# "American"



## pruny99

Hi,
I am a research assistant for an author.  He needs the word "American" as it might sound if a Korean were saying it.  In other words, a phonetic spelling of "American."  Is there anyone out there who might know how to say this?

Thank you so much,
Anne


----------



## Leopold

I, personally, have no idea, and maybe an approximation would not be adequate for this, but that's the only thing i can offer 
An American friend of mine who has lived with Koreans in America tells me that the would say: *a mhe li kan*   or  *a mhe li ken*    (dipending on how similar to the English sound they want to do it). The "mhe" stays for a "me" with a slightly longer "e".
I cannot provide you a phonetic spelling, but i can tell you that these vowels would probably be more similar in pronunciation to the Italian or Spanish ones than to the English ones.
Unfortunately, nothing of this is for sure. I hope some Korean will see this thread and be able to give you a more accurate answer.

L.


----------



## yngnhe

Hello, i am from Korea, and i think i know how Korean speaks.
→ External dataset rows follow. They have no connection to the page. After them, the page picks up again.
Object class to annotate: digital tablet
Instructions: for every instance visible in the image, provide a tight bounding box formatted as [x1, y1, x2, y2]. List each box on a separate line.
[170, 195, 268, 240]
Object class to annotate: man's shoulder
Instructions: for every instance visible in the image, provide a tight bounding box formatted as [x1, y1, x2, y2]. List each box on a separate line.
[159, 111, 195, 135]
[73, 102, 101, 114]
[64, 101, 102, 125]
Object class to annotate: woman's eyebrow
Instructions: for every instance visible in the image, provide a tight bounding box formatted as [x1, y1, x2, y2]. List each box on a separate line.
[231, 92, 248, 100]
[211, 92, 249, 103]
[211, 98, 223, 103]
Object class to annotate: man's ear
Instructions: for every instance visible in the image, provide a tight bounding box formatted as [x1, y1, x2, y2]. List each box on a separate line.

They first speak the vowels long ,as A- Mhe-li -Kaaaaan. I don't know why but it's the way how Korean speak Korean too. sometimes people say A-Mhe-li-GGan. I hope it helped you


----------



## hye young

hmm...I have a slightly different opinion.
American : ah-meh-ri-kahn 아메리칸
America : ahmehrikah 아메리카
I think the two above are more proper ways to spell it phonetically. But there is a difference when you pronounce -ri-. Because in Korean, it is not exactly 'r' nor 'l'. But if I have to spell it in English alphabet I'd choose 'r' because we *don't* really say like ah-meh-*Li*-kahn. And moreover, there shouldn't be any pause in pronouncing the word. I mean, we just pronounce it phonetically equally. (no stresses, no longer vowels)


----------



## Polak2008

미국 사람.
miguk saram.


----------



## javiskefka

I know of a website that may be helpful for your purposes.  I would post a link to it, but it seems that I need to prove that I'm not a robot first to gain the privilege.  Search the web for: Korean Accented English Pronunciation Simulator.

The website gives a background on Korean-English interlanguage phonetics and provides a means for simulating the pronunciation of English words by native Korean speakers of various levels of proficiency.


----------